Numbers Don’t Lie: Why Microlearning is Better for Your Learners (and You too)
Microlearning refers to an educational approach that offers bite-sized, small learning units with just the necessary amount of information to help learners achieve a goal. In the eLearning and instructional design realm, its the latest buzzword.
eLearning designers and developers discuss it when they meet around the water cooler. HR and training managers have found ways to implement it in their learning strategies. The top brass of companies is no longer questioning its efficacy.
Day-long PowerPoint training sessions are passé; microlearning is an effective way to train adult corporate learners. And the sooner your company adopts it, the happier your learners will be. Learner satisfaction, of course, translates into more business for you.
But being the prudent person that you are, you will want to see “the numbers” before you decide to board the bus. So here are the numbers:
1) Microlearning makes the transfer of learning 17% more efficient
According to the Journal of Applied Psychology, learning in bite-sized pieces makes the transfer of learning from the classroom to the desk 17% more efficient. Here’s why microlearning is more efficient than traditional longer-duration courses:
When bite-sized learning content is easily and readily accessible, learners can take it at their own pace, wherever they are, and most importantly, when they are “ready.”
Because bite-sized courses are more focused, learners don’t have to clutter their memories with irrelevant information. This makes retention easier.
Learners have to digest only small chunks of information. This makes comprehension easier without spending too much effort.
Because microlearning content addresses only 1-2 learning objectives, courses, on an average, yield 4-5 learned takeaways.
2) 8 out of 10 L & D professionals favor microlearning because their learners prefer it
According to the findings of a survey on Learning and Development professionals, a whopping 94% said that they prefer microlearning to traditional time-consuming eLearning courses because their learners prefer it (Boyette, 2012). The C-suite too has realized the efficacy of microlearning in addressing the needs of modern learners.
Millennial learners demand that training is
Customized to their needs
On-demand
Informal
Microlearning fits the bill perfectly. It has proved to be a successful alternative to long-form eLearning courses as it allows students to digest things quickly, multi-task between assignments and meetings, and finally, they retain the subject at hand better as it is a more digestible format altogether.
3) Microlearning creates 50% more engagement
Learner disengagement and boredom kill the chances of success in an eLearning program. Microlearning is the solution, as the learners themselves have pointed it out.
According to a report by Software Advice, The LMS Features that Drive Employee Engagement IndustryView, more the 50% of the 385 employees who took part in a survey indicated that they would use their company’s learning tools more if the courses are shorter. According to them, longer courses are not only more challenging to digest and retain but taking them also gets in the way of their daily work.
Some helpful tips:
Create your bite-sized courses to resemble social media content—on-demand, engaging, and media-rich.

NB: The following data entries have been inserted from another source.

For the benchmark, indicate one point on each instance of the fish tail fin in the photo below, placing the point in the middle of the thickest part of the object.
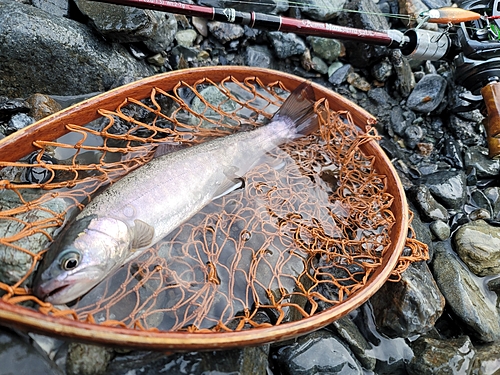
(299, 107)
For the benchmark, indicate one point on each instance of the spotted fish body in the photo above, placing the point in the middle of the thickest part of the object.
(147, 204)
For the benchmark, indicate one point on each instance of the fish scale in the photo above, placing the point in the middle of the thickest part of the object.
(143, 207)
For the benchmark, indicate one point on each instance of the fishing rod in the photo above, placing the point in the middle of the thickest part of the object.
(473, 46)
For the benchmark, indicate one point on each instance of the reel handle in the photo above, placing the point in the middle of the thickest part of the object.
(491, 97)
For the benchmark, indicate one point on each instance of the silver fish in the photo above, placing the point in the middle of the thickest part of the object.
(144, 206)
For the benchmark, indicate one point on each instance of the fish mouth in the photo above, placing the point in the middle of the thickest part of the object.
(50, 294)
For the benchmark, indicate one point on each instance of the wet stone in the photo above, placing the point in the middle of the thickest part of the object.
(366, 16)
(128, 24)
(259, 56)
(307, 356)
(422, 231)
(12, 106)
(434, 356)
(358, 82)
(428, 207)
(469, 132)
(478, 245)
(477, 157)
(20, 121)
(410, 306)
(186, 38)
(480, 214)
(349, 332)
(440, 230)
(382, 71)
(225, 32)
(326, 48)
(466, 294)
(452, 153)
(247, 361)
(286, 44)
(319, 65)
(339, 76)
(428, 94)
(42, 106)
(413, 134)
(57, 43)
(85, 359)
(58, 8)
(449, 187)
(487, 360)
(405, 80)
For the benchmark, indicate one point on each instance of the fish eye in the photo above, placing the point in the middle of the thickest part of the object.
(70, 260)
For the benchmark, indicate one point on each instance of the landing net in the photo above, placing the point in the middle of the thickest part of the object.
(307, 231)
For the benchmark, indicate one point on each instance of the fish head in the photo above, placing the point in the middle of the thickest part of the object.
(82, 255)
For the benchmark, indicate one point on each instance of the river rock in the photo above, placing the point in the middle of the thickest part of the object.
(470, 132)
(59, 8)
(186, 38)
(349, 332)
(427, 206)
(247, 361)
(125, 24)
(448, 187)
(286, 44)
(478, 245)
(465, 294)
(440, 230)
(19, 121)
(477, 157)
(382, 71)
(428, 94)
(225, 32)
(410, 306)
(85, 359)
(435, 356)
(260, 56)
(365, 16)
(9, 107)
(56, 47)
(405, 79)
(307, 356)
(339, 75)
(326, 48)
(42, 106)
(487, 360)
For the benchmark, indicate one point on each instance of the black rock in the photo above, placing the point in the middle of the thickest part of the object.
(306, 356)
(54, 46)
(435, 356)
(340, 75)
(428, 94)
(448, 187)
(404, 309)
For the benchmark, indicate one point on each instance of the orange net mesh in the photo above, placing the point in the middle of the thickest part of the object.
(308, 229)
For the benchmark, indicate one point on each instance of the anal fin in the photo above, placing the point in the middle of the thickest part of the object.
(143, 234)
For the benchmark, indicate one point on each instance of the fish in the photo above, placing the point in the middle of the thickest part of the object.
(144, 206)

Engage your audience right from the start and keep at it until the end of the module. Just because the module is short is no guarantee that the learners will stay with you through boring content and lackluster presentation.
Cut to the chase. Do away with the history, the background information, and the theories. Deliver the “how-to” right away. Remember, your learners are looking for just-in-time solutions.

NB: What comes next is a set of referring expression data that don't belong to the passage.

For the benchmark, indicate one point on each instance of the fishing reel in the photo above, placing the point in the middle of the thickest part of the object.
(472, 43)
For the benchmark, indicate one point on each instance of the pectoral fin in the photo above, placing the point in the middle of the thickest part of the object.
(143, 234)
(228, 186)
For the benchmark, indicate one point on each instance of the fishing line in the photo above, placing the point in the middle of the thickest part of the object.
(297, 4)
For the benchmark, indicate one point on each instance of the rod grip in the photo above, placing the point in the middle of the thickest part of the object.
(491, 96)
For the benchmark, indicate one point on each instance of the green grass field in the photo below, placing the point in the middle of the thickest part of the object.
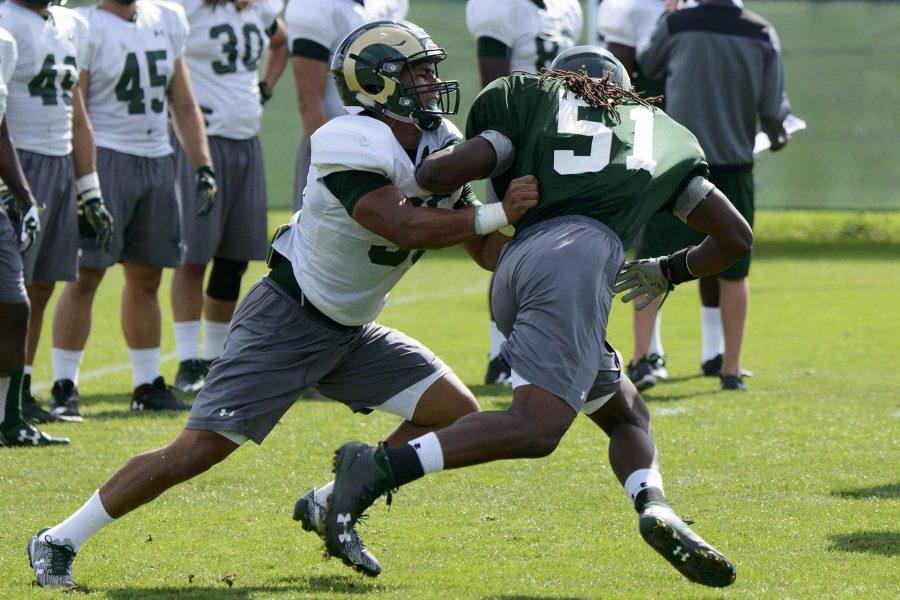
(796, 480)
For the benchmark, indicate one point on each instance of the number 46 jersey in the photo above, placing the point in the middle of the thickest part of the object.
(130, 65)
(618, 166)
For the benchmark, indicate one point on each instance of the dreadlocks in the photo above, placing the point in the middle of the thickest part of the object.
(598, 93)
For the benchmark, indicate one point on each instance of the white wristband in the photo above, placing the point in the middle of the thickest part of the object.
(490, 218)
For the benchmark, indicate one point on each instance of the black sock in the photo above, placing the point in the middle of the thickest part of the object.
(405, 464)
(646, 496)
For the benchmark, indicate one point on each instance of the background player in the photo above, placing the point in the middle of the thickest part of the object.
(227, 41)
(518, 35)
(134, 73)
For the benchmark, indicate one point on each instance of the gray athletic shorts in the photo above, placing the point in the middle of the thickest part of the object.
(54, 257)
(275, 349)
(551, 297)
(12, 281)
(141, 195)
(236, 228)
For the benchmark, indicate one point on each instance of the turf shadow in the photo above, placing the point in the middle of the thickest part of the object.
(885, 543)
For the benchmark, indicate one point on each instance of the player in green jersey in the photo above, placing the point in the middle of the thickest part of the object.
(606, 161)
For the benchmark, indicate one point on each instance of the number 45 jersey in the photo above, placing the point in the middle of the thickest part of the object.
(131, 64)
(618, 166)
(224, 51)
(51, 52)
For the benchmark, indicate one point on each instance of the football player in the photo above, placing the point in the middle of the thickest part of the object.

4) Learning in stretches of 3-7 minutes matches the working memory capacity and attention spans of humans
The human brain is not wired to maintain focus for hours on end. It learns better when the content is delivered in short bursts with the courses well spaced out to help cement the learning. Repetition also aids retention. Microlearning is well-suited to this delivery format.
Microlearning is the need of the hour more so because of the way the average modern learner functions in his daily life. Here’s what a study carried out by the University of California-Irvine has found:
Your employee works on a task for about 11 minutes before he is interrupted by a ring or ding of the phone, a popping email, or his co-worker who has come up to his desk.
Within that span of 11 minutes, he engages in multiple short and quick tasks that average about 3 minutes each.
If the task involves consuming digital information, he spends just 20 seconds browsing one piece of content before he clicks or flicks through to the next.
The average learner cannot retain focus for long and has become accustomed to consuming short pieces of content in shorter bursts of time.
5) Reduce development costs by 50% and increase the speed of development by 300% with micro eLearning courses
According to learning architect Ray Jimenez, PhD, in his book 3-minute eLearning, by creating micro courses learning developers can reduce development costs by 50% and increase the speed of development by 300%. Here’s why:
There’s no need to pay for the instructor’s time, buy or rent physical classrooms and pay for the utilities, and spend money on classroom equipment.
It is easier and less time- and resource-intensive to update digital information than reprint training manuals and conduct supplementary classroom training sessions.
It is easier and less time-consuming to roll out microlearning courses because they are modular in nature.